Le Loup

Bilan

Biologie :

Le loup vit en groupe sédentarisé (2 individus minimum) ou seul à la recherche d’un territoire et d’un partenaire.
Les petits sont visibles à partir de juillet-août, et acquièrent leur taille adulte à l’automne (malgré quelques différences physiques).
Les individus solitaires bougent beaucoup, loin et dans tout type de milieu.
En consommant des proies fragiles, le loup contribue à l’amélioration de l’état sanitaire des ongulés, à une régulation des espèces sauvages et donc à une réduction de leurs impacts sur les activités humaines, en particulier la sylviculture.

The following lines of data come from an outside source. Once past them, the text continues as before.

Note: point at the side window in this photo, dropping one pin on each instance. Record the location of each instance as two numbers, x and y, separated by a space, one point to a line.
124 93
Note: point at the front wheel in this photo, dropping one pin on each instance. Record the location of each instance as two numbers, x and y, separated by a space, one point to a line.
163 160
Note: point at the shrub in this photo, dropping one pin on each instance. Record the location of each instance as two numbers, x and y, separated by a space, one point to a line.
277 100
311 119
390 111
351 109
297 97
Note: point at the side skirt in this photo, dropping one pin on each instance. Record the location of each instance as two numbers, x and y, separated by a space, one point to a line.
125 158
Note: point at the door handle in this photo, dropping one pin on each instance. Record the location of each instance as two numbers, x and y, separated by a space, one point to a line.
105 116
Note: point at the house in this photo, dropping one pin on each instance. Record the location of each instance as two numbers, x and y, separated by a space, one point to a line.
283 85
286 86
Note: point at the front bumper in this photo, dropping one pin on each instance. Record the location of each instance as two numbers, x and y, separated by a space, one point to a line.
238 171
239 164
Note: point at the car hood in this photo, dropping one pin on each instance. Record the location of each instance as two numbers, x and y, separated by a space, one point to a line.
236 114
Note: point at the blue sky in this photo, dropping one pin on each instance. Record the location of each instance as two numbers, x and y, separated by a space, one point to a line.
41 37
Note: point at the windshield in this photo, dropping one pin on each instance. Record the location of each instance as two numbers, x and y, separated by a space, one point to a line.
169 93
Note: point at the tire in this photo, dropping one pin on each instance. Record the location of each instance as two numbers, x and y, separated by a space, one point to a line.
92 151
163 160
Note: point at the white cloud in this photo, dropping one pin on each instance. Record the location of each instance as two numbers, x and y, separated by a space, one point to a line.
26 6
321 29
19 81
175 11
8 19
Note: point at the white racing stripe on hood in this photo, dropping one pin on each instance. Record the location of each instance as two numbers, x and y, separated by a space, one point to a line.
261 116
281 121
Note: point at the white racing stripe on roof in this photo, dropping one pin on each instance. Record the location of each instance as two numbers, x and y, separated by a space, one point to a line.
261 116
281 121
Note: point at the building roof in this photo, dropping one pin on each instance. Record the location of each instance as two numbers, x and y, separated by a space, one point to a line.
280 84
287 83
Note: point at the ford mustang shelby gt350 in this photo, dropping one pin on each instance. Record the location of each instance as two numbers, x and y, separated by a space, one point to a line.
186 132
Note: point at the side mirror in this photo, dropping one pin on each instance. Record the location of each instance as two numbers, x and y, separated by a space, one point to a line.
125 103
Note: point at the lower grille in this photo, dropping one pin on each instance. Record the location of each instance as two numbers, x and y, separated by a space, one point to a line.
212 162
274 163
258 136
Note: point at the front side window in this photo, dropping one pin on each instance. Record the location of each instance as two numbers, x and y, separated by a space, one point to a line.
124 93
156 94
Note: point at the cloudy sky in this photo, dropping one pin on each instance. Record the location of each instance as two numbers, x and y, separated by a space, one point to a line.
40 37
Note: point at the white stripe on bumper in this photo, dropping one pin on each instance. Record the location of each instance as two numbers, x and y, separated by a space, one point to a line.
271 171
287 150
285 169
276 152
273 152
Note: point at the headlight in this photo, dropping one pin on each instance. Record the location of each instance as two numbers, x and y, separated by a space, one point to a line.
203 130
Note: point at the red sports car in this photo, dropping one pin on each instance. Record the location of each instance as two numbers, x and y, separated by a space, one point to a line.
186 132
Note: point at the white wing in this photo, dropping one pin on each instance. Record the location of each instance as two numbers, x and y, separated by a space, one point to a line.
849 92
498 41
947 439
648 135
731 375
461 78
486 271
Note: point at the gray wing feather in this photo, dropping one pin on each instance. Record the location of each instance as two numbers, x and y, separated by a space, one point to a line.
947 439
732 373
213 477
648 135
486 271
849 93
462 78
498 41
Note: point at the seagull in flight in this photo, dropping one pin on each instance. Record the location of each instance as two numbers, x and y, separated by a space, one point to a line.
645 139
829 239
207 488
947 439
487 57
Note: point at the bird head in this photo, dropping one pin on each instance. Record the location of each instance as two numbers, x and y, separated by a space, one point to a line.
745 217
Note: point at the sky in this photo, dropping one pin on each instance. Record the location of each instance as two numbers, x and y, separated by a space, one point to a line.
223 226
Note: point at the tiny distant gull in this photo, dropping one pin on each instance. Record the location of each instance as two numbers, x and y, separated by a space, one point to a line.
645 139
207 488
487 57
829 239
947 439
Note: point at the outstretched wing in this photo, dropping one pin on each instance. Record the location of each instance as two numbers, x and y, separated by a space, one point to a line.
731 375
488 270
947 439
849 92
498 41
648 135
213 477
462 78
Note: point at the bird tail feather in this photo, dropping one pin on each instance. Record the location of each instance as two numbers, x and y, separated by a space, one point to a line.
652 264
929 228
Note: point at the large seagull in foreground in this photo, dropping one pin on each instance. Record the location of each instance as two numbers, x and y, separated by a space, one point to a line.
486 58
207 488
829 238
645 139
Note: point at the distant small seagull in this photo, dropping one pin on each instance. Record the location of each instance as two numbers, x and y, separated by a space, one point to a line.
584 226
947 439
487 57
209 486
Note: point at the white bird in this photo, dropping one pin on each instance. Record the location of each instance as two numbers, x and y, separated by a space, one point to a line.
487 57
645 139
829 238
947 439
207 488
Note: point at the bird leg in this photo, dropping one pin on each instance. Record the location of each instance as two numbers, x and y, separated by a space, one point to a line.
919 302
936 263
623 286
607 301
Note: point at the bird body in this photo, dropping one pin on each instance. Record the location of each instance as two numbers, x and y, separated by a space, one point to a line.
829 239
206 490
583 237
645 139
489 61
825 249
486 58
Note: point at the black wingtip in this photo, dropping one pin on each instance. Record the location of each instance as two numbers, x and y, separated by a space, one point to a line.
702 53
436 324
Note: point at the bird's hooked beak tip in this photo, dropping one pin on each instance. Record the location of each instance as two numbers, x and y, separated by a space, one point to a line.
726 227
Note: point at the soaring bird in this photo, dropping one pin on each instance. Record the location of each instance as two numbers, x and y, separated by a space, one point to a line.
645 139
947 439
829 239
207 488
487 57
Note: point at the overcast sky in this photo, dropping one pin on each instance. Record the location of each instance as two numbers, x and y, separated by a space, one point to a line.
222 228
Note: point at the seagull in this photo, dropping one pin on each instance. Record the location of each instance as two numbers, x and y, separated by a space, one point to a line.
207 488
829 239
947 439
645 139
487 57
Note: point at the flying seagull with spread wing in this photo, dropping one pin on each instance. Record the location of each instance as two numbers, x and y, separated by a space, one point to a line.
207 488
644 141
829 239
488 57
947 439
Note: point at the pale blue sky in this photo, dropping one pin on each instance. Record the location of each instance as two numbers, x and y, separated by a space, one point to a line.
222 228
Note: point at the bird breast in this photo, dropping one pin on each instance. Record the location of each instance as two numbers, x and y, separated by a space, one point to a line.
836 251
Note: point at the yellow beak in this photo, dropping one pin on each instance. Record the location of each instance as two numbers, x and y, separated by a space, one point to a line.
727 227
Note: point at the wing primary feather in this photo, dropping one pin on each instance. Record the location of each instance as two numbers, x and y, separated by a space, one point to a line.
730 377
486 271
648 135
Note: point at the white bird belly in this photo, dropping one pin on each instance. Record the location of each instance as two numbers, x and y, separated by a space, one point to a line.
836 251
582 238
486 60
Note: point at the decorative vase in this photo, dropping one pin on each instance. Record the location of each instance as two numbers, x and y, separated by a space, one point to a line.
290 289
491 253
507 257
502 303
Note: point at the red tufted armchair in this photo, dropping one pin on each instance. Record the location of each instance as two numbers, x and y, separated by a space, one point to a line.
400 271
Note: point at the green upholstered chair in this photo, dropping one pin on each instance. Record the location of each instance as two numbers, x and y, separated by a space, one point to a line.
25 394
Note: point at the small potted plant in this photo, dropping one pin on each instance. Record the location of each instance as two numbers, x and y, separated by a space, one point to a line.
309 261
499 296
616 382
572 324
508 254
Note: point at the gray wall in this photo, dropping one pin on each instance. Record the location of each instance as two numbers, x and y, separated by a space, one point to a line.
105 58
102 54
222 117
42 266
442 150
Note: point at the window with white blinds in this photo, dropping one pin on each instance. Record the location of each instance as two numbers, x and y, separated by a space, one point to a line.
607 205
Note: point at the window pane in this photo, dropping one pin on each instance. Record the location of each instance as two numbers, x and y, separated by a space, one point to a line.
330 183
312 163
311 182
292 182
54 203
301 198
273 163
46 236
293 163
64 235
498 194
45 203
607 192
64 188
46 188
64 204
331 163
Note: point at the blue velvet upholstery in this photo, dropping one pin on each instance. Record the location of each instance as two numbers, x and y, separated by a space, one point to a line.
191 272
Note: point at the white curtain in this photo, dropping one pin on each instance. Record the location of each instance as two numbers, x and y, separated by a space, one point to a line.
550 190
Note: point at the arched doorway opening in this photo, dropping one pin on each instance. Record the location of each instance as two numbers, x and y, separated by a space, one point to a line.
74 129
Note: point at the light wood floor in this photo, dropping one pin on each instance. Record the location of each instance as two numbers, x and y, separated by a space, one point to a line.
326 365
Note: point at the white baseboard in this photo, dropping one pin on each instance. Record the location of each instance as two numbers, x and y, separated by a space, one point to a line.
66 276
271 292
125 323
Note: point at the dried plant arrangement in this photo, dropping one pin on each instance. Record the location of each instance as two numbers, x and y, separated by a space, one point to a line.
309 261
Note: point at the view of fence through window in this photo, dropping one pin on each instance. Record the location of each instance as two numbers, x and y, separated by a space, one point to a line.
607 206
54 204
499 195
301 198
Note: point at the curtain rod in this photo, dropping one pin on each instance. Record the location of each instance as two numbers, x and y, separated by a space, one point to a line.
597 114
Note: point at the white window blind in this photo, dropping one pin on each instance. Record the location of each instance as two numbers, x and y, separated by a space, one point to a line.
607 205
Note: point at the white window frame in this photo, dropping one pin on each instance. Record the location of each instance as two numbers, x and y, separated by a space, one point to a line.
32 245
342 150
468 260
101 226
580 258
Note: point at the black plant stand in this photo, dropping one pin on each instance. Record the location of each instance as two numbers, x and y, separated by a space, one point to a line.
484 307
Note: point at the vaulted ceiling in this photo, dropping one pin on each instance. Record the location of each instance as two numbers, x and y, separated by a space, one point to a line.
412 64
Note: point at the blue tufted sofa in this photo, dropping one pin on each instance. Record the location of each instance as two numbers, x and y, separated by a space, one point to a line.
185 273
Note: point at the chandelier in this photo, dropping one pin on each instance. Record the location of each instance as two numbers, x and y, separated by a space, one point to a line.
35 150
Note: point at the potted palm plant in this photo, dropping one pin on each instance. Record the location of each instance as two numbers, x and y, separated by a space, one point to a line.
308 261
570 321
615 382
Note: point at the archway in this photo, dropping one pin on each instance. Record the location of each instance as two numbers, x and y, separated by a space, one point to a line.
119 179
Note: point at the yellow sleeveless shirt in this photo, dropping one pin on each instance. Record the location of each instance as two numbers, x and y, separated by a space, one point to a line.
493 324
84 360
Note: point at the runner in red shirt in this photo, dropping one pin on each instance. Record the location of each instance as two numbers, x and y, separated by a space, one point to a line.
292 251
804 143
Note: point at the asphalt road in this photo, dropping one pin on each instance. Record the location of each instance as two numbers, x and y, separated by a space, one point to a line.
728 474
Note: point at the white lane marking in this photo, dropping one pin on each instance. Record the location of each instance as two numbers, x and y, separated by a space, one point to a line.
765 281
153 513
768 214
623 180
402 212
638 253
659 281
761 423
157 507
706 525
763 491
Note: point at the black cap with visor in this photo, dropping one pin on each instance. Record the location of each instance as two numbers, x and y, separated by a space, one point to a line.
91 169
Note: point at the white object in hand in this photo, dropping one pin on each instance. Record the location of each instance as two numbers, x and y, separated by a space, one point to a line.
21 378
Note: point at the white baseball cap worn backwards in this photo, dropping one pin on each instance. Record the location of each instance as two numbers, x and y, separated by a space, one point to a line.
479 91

Anticiper l’arrivée du loup et soutenir les éleveurs :

Les indices de présence de l’espèce sont primordiaux pour initier des actions et discussions localement afin de définir les solutions adaptées pour prévenir les dommages et anticiper la mise en œuvre de moyens de protection.
Des dommages peuvent survenir dans les élevages extensifs : après signalement par l’éleveur, les données sont relevées puis expertisées afin de définir si la prédation peut être due à un loup. Dans ce cas, une indemnisation est proposée à l’éleveur pour compenser la perte d’animaux, des baisses de productivité ainsi que les frais potentiellement engagés.
Les éleveurs sont soutenus par l’Etat dans la protection de leur troupeau, par un accompagnement ainsi que la mise en place de dispositifs de protection voire la délivrance d’autorisation de tirs de loups.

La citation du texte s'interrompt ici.